The Librarians has character development and emotion...just far lower than most shows currently running.
That's why I said "mostly", because it's not exactly a right fit for my taste of Star Trek, but it's pretty close given the present vacuum of cerebral shows caused by the presence of an overwhelming saturation of character (hyper) focused dramas.
I know I'm an odd-duck-out, but frankly I'm pretty tired of being asked to care, yet again, about some character's emotional well being.
I'm not against character arcs and development, but quite honestly the ratio of dwelling on character emotions to episode or world-plot movement on most shows currently seems to be quite lopsided to ohhh...somewhere around 3:1 to 5:1.

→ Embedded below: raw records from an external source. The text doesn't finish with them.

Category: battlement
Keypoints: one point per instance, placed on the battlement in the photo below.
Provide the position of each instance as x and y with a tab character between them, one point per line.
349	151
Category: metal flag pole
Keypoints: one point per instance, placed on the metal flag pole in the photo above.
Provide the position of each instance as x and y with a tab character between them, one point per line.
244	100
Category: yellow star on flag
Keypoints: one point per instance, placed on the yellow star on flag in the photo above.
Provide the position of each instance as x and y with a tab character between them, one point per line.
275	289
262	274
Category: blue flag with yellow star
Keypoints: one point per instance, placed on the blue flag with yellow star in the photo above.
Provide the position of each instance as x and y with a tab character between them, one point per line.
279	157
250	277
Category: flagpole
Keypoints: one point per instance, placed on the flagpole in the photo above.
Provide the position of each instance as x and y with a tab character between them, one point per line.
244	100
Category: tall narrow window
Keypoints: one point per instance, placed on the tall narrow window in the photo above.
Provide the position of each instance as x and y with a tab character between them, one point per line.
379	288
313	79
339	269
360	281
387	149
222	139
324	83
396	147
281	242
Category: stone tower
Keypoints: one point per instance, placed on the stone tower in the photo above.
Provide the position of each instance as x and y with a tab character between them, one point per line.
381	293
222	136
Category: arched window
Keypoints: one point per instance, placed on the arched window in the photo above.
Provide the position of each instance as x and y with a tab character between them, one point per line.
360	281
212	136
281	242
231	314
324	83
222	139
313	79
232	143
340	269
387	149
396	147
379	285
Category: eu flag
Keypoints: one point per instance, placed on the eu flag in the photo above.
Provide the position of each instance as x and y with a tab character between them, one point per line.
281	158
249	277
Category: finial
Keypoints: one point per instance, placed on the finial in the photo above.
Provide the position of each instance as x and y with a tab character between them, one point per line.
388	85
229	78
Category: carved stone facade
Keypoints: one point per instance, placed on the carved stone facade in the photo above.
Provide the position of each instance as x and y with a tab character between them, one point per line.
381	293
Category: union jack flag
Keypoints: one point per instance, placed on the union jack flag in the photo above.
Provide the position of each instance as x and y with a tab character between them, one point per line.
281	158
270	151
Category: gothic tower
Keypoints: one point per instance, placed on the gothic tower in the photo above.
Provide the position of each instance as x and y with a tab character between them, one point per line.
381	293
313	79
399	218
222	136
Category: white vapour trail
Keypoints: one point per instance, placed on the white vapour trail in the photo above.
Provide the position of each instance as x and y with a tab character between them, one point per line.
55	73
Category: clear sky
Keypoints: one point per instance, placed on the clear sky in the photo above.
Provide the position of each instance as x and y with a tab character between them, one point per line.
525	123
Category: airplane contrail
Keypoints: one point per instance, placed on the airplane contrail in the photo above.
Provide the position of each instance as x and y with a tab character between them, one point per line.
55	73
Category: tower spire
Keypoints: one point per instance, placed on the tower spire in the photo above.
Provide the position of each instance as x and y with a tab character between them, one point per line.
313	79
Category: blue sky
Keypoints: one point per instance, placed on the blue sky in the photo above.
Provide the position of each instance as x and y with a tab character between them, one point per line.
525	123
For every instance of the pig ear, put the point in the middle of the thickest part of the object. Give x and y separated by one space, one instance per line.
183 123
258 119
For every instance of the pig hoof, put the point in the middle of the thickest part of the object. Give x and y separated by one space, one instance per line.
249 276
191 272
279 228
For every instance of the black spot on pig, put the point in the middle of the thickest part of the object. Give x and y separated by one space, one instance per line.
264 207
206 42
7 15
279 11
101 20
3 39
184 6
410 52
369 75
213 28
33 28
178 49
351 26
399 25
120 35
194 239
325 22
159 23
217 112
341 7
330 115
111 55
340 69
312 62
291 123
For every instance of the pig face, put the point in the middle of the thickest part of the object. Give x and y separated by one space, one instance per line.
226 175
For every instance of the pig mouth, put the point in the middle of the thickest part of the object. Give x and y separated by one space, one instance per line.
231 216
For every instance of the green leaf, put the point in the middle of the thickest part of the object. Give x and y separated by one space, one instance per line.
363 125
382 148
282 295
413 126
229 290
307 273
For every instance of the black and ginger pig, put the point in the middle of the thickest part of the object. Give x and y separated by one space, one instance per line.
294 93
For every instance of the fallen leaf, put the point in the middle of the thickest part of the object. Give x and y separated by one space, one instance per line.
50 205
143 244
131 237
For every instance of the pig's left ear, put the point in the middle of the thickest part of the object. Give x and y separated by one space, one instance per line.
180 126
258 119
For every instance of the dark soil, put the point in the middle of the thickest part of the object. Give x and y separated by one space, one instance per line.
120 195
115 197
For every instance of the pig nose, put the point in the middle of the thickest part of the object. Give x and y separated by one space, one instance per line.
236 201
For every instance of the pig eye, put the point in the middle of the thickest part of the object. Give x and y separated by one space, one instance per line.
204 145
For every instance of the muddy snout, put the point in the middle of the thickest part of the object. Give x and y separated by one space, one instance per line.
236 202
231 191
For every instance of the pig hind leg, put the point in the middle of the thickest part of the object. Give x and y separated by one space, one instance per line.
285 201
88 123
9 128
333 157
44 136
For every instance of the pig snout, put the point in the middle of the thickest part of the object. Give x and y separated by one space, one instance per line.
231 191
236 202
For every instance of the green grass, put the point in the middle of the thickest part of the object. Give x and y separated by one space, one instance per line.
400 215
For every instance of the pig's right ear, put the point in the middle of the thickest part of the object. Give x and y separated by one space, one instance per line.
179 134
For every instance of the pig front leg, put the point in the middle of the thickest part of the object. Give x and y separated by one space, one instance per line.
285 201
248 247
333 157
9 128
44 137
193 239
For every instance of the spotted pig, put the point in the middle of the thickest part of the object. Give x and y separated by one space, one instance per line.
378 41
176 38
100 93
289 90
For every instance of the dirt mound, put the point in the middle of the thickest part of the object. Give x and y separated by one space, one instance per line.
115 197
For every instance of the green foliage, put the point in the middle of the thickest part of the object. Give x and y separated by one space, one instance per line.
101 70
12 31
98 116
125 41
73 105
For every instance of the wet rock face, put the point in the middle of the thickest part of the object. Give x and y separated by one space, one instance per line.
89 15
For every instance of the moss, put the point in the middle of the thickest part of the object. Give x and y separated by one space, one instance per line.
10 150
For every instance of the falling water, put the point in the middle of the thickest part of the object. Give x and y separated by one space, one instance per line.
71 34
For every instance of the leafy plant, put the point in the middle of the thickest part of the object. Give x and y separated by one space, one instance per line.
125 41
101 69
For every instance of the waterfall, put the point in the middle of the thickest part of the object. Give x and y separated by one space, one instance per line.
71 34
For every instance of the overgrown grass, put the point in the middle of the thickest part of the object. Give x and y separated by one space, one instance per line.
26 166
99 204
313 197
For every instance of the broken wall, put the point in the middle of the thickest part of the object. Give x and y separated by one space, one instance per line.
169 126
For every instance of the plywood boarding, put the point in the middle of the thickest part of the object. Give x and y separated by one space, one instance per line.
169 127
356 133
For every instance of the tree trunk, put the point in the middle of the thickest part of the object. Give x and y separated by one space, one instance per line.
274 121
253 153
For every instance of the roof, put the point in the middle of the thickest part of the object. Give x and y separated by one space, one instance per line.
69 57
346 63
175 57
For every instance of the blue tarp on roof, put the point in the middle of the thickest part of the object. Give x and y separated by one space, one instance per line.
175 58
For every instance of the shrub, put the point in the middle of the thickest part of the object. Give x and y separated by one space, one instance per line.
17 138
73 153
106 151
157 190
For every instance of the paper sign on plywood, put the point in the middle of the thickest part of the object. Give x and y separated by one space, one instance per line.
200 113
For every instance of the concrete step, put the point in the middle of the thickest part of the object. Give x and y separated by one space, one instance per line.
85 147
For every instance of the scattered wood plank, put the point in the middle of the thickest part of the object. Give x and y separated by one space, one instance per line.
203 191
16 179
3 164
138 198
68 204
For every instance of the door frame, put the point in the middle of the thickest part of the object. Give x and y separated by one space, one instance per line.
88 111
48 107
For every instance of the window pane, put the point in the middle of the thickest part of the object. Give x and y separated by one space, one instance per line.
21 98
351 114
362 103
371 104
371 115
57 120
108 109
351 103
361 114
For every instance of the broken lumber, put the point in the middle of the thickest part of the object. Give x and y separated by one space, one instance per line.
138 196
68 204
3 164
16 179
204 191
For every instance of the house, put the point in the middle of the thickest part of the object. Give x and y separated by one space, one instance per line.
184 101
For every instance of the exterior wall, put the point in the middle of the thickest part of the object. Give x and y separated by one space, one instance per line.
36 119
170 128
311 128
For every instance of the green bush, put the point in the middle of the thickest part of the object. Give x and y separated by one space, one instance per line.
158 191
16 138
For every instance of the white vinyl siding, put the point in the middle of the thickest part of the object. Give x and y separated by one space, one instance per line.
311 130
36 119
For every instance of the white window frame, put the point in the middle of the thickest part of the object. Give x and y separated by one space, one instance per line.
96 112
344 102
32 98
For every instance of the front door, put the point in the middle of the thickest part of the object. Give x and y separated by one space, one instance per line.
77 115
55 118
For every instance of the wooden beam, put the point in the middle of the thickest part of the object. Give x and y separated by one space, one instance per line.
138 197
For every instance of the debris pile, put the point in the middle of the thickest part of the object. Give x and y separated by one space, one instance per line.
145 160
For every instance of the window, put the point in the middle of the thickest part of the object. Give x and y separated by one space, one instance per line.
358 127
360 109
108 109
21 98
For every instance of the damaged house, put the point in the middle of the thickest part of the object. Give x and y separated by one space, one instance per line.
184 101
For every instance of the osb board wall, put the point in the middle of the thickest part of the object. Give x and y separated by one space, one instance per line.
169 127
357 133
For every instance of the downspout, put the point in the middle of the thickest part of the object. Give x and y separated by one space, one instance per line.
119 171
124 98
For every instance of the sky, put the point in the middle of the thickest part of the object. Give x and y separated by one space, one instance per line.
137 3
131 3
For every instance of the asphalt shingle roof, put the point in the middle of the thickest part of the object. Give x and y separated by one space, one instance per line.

I actually even spend about a third of an episode of Game of Thrones twiddling around on my phone just waiting for some boring amount of conversation about how someone feels, yet again, betrayed, wronged, traumatized, guilty, (insert how they negatively feel here), to be over with. I put down my phone when people start talking about actual plans to DO something (schemes, etc...), or when people actually start DOING something. This basically means every time Sansa Stark, most of the Lanister to Lanister conversations, and John Snow's emo pouts pops on the screen, I check out.
There's an adage in film that TV, at least currently, doesn't seem to be attending to...Don't tell me; Show me.
A heck of a lot of shows right now have characters just talking to each other about their feelings a LOT.
Anytime some character asks another character some variation of "How are you?"...that's my queue to refill my snacks and coffee.
Having characters pour out their hurt and worried emotions in
dialogue all over the place doesn't grab my interest...it pushes me away.
In many cases, it's just nonsense.
I stopped watching SHIELD, for example, because it made absolutely no sense at all that people faced with such world altering stakes imminently...as in, the scene you're currently watching is one in which physical imminent massively lethal threats abound, would be taking a moment to talk about their "feels". And this became par-for-the-course in that show; to regularly juxtapose massively high stake world threats right along with interpersonal emotional crises.
Take something fun and rompy like Castle...this doesn't get any simpler.
Here you have a buddy-cop show where jokes and puns are abundant because we take a guy and make him a wimp and the gal a badass. We make the guy a writer who annoys the crap out of the hard-nosed badass gal cop, and the hard-nosed badass cop regularly hurts the writer in physically humorous moments.
Simple, roll tape.
And yet, they absolutely collapsed that show in on itself because they moved from episodic light and fun joking around murder mysteries, and went serialized and deeply character driven melodramas to a ridiculous point that didn't even make sense - reshaping plausibility just to keep the "will they/won't they hook up", and then they topped that off with making the characters become more and more haunted, flawed, and traumatized and more and more vigilantes on on-going story-arc missions. It absolutely suffocated the show OUT of the show.
It's something akin to watching a show, laughing and having a good time and then all of a sudden a character whips out a gun, shoots the other in the head, and then the remaining seasons spend their time exploring how that moment of sudden betrayal makes everyone feel and how their screwed up feelings influence their actions from that point on....ugh....no.
These are just quick examples, but there's tons of these around. I'm not against character driven stories ... that's kind of what most writing is ... however, at the moment on Television it feels a bit like an invasive species that's way out of control and taken over everything else going on in a show, and when ratings slip a tad the dial for character's blabbing away about their feelings, or the possibility of yet another traumatic experience occurring so everyone has even more emotions to talk about, shoots way up.